Le col du Calvaire est un col routier du massif des Vosges, situé à 1 144 m d'altitude sur la Route des Crêtes, entre le col du Bonhomme et le col de la Schlucht. Il relie Le Valtin (côté Vosges) à Orbey (côté Haut-Rhin).
Côté tourisme, il est souvent associé à la station du Lac Blanc, ce qui crée une légère confusion : on voit parfois la mention « Lac Blanc 1200 » ou « Col du Calvaire / Lac Blanc » sur les panneaux et sites de la station. Ce sont bien le même endroit, ou presque. Retenez simplement que le parking de départ des randonnées vers le Gazon du Faing se trouve là, à cheval sur la crête.
Et si vous cherchez aussi où se garer exactement, pensez au parking du col du Calvaire côté station du Lac Blanc.
Le Gazon du Faing, lui, c'est un autre niveau. Ce n'est pas un col mais un sommet de haute chaume granitique qui culmine à environ 1 306 m. Il fait partie de la réserve naturelle nationale du Tanet-Gazon du Faing, créée en 1988 et étendue sur 505 hectares. La réserve protège des hautes-chaumes, des tourbières et des habitats subalpins rares.
Il existe d'ailleurs une zone à protection renforcée à l'intérieur de la réserve, intégrée aux [zonages Natura 2000](https://www. grand-est. developpement-durable. gouv.
fr/88-le-tanet-gazon-du-faing-a18263. html) (ZPS depuis 2011, ZSC depuis 2008).

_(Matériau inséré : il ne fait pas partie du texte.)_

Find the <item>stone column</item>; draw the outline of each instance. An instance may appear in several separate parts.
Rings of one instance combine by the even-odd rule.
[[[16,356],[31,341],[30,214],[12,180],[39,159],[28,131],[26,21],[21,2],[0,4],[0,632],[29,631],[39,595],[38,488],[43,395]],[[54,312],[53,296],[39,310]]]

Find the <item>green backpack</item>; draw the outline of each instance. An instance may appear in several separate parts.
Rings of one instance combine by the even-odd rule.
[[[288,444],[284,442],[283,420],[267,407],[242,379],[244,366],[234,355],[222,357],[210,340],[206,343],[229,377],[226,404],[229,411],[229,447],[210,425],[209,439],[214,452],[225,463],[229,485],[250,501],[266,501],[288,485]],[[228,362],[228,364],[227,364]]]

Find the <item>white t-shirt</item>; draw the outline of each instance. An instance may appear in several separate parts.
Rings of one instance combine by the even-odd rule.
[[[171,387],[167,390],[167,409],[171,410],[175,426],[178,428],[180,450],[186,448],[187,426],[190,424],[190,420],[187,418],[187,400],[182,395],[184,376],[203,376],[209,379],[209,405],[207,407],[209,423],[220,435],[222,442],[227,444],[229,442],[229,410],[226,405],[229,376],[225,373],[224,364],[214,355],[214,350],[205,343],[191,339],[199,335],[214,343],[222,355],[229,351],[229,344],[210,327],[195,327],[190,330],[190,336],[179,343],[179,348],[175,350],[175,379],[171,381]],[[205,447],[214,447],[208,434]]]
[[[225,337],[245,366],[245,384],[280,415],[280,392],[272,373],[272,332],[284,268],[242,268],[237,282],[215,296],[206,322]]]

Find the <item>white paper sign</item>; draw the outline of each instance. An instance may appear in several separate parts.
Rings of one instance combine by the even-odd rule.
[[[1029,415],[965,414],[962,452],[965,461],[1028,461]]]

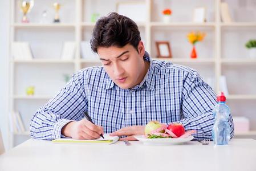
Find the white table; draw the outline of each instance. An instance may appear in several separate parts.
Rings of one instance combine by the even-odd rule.
[[[0,170],[256,170],[256,141],[214,147],[182,145],[60,144],[30,139],[0,156]]]

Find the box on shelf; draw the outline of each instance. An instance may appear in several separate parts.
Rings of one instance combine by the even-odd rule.
[[[250,122],[248,118],[244,116],[233,117],[235,132],[246,132],[250,130]]]

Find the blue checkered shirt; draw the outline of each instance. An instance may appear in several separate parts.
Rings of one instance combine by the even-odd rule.
[[[213,108],[216,95],[196,71],[170,62],[150,59],[143,81],[132,89],[121,89],[102,67],[84,68],[32,117],[32,137],[52,140],[64,137],[62,127],[84,118],[87,111],[94,122],[111,133],[121,128],[143,125],[151,120],[178,123],[196,129],[195,140],[212,139]],[[234,124],[229,118],[231,137]]]

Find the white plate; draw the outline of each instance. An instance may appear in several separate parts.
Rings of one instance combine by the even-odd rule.
[[[145,145],[176,145],[191,141],[194,139],[192,136],[185,139],[147,139],[145,136],[136,136],[134,137]]]

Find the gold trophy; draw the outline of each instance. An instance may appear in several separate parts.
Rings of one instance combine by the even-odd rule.
[[[34,1],[20,1],[19,6],[21,11],[23,13],[23,16],[22,17],[22,22],[23,23],[29,23],[29,21],[27,19],[27,14],[29,13],[30,10],[34,6]]]
[[[59,10],[60,9],[60,4],[58,2],[54,3],[54,9],[55,10],[55,16],[54,17],[54,22],[59,23],[60,22],[59,19]]]

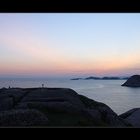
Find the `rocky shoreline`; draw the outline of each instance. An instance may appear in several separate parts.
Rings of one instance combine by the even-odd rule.
[[[68,88],[0,89],[0,127],[139,127],[140,109],[130,112],[117,115]]]

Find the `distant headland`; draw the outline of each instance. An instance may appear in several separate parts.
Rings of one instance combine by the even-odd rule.
[[[70,80],[127,80],[129,77],[115,77],[115,76],[105,76],[105,77],[94,77],[89,76],[86,78],[72,78]]]
[[[140,87],[140,75],[131,76],[122,86]]]

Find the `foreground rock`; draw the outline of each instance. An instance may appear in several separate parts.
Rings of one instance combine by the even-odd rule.
[[[122,86],[140,87],[140,75],[131,76]]]
[[[37,110],[11,110],[0,112],[0,126],[46,126],[47,117]]]
[[[0,95],[5,103],[12,100],[7,111],[0,111],[0,126],[131,126],[107,105],[72,89],[3,89]]]
[[[140,108],[134,108],[120,115],[121,118],[129,122],[133,127],[140,127]]]

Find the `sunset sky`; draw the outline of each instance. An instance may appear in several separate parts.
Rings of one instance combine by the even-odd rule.
[[[0,14],[0,76],[140,74],[140,13]]]

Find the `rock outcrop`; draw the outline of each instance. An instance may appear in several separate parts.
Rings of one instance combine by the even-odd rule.
[[[122,86],[140,87],[140,75],[131,76]]]
[[[47,117],[31,109],[10,110],[0,112],[0,126],[46,126]]]
[[[107,105],[72,89],[11,88],[0,90],[0,97],[0,126],[131,126]]]
[[[120,115],[125,121],[133,127],[140,127],[140,108],[134,108]]]

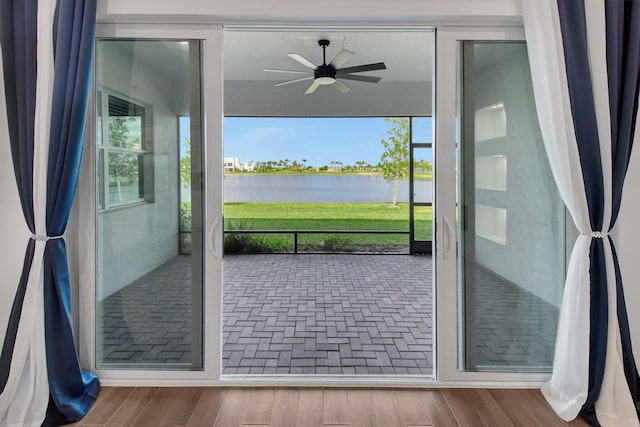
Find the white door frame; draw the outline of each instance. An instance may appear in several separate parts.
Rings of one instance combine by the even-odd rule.
[[[381,24],[375,29],[403,29]],[[301,28],[298,26],[298,28]],[[306,27],[305,27],[306,28]],[[324,28],[327,28],[324,26]],[[352,28],[358,28],[354,25]],[[367,29],[372,29],[371,25]],[[407,30],[415,29],[407,26]],[[425,25],[424,28],[427,28]],[[518,27],[436,28],[434,73],[434,373],[429,378],[397,377],[224,377],[222,362],[222,158],[223,158],[223,27],[221,24],[98,24],[97,37],[202,40],[204,51],[205,229],[204,369],[96,370],[95,366],[95,114],[89,115],[87,147],[78,186],[79,355],[82,366],[96,371],[105,385],[340,385],[394,387],[501,386],[536,387],[549,374],[462,372],[457,369],[457,262],[455,251],[455,140],[457,45],[462,40],[521,40]],[[91,105],[90,108],[93,108]],[[437,284],[437,285],[436,285]],[[437,309],[437,308],[440,309]],[[455,355],[455,356],[454,356]]]
[[[95,363],[96,201],[95,114],[89,114],[87,145],[81,166],[79,209],[79,356],[84,368],[95,371],[103,384],[211,384],[220,378],[222,361],[222,26],[211,24],[98,24],[96,37],[201,40],[203,42],[203,117],[205,172],[205,249],[203,289],[202,370],[105,370]],[[94,111],[95,103],[90,105]]]

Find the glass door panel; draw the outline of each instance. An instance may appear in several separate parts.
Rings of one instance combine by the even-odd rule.
[[[432,118],[412,117],[409,127],[409,252],[432,252]]]
[[[96,43],[98,369],[202,368],[200,52]]]
[[[460,369],[549,371],[565,210],[538,128],[523,42],[462,42]]]

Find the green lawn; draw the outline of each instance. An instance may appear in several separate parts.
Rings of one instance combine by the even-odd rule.
[[[418,237],[431,239],[431,207],[416,212]],[[225,230],[409,230],[409,206],[388,203],[225,203]],[[292,235],[254,235],[292,248]],[[408,245],[408,235],[300,234],[309,250],[357,250],[359,245]],[[287,250],[287,249],[282,249]]]
[[[182,204],[182,230],[191,228],[191,204]],[[416,237],[431,240],[432,209],[416,208]],[[409,205],[392,208],[388,203],[225,203],[225,230],[409,230]],[[184,236],[188,239],[190,236]],[[225,251],[292,252],[294,236],[282,234],[225,235]],[[350,252],[407,246],[408,234],[299,233],[302,251]],[[190,240],[181,243],[190,252]],[[363,249],[364,248],[364,249]]]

Le terme « gazon » dans les noms vosgiens (Gazon du Faing, Gazon de Faîte, etc. ) désigne ces landes d'altitude couvertes d'une végétation rase et souvent humide, pas du tout une pelouse domestique.
C'est d'ailleurs toute la richesse du lieu.
Comment y aller aujourd'hui : départ, itinéraires et durée
Le point de départ : le parking du col du Calvaire

Le point de départ le plus logique et le plus fréquenté, c'est le parking du col du Calvaire, accessible directement depuis la Route des Crêtes (D148). Vous ne pouvez pas le rater : il est bien indiqué côté station du Lac Blanc. En été, la route est généralement ouverte et praticable en voiture normale. Avant de partir, vérifiez quand même les éventuelles fermetures de sentiers ou travaux auprès de l'office de tourisme du Val d'Orbey ou du site de la réserve naturelle, surtout si vous venez au printemps (période sensible pour la faune).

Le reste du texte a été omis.